Main entrees include half-chicken with potato puree, pearl onions and bacon, steak frites, mussels, crepes and quiches.

Mon Ami Gabi's brunch includes the French Kiss, a breakfast sandwich with beef, mustard, a fried egg, and a spread of chicken liver pate. Crepes include a chicken, kale and mushroom crepe with Mornay sauce.

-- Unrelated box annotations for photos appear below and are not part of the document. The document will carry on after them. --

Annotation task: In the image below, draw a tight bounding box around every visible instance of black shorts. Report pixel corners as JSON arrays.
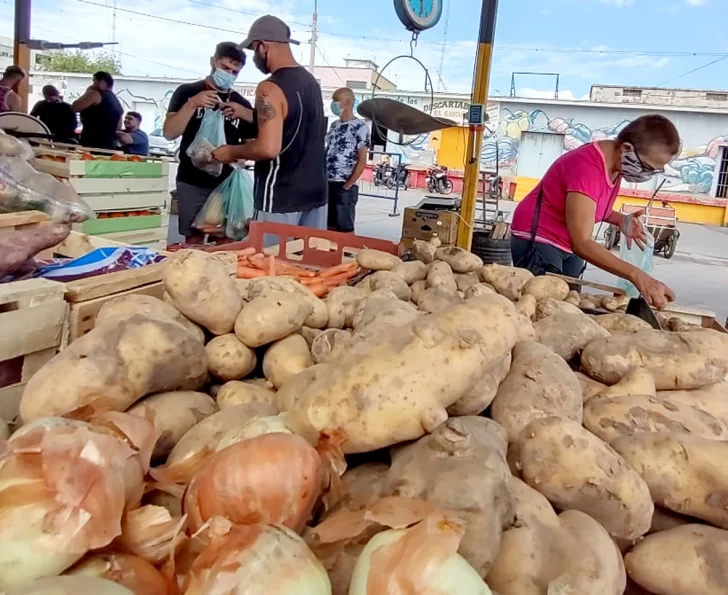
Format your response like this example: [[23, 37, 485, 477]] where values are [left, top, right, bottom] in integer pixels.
[[328, 182, 359, 233]]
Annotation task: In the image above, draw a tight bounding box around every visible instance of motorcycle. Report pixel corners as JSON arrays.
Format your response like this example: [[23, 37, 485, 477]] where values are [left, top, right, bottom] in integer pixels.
[[426, 166, 452, 194]]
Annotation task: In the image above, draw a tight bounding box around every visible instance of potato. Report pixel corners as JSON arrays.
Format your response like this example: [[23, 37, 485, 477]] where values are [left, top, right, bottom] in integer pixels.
[[491, 341, 582, 442], [371, 271, 412, 302], [435, 246, 483, 273], [235, 292, 313, 348], [217, 380, 276, 410], [247, 277, 329, 329], [162, 250, 243, 335], [412, 238, 442, 264], [534, 298, 582, 320], [517, 417, 656, 540], [311, 329, 351, 364], [624, 524, 728, 595], [594, 312, 652, 333], [417, 285, 461, 313], [95, 294, 205, 343], [533, 313, 609, 361], [263, 335, 314, 389], [324, 286, 371, 328], [387, 417, 513, 577], [20, 314, 207, 423], [127, 390, 217, 462], [486, 477, 626, 595], [289, 296, 516, 453], [392, 260, 427, 285], [427, 261, 458, 291], [584, 395, 728, 443], [612, 433, 728, 528], [447, 354, 511, 416], [205, 333, 258, 382], [356, 248, 402, 271], [523, 276, 569, 302], [478, 264, 533, 302], [581, 329, 728, 390]]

Desserts include apple tart tatin and a Bananas Foster crepe.

===Drinks===
The wine list includes at least 80 small production French wines. Sotelino serves as wine director. In 2017, the Lincoln Park location opened a rosé bar, a six-seat bar that serves only rosé wine and related cocktails and a special bar menu.

The cocktail menu includes a Bloody Mary garnished with pate, bacon, cheese, an olive and celery. The restaurants offer seven sparkling wine cocktails made with fresh juice.

==Reception==

The Lincoln Park location has a 4.5 out of 5 rating for the food and service by Zagat. The same location also received an 8 out of 10 rating for brunch by Chicago critic Carrie Schedler. Washington Post dining critic Tom Sietsema rated the Bethesda location one out of four stars in 2016. The Las Vegas location has been named one of the top 10 restaurants for French food by 10Best.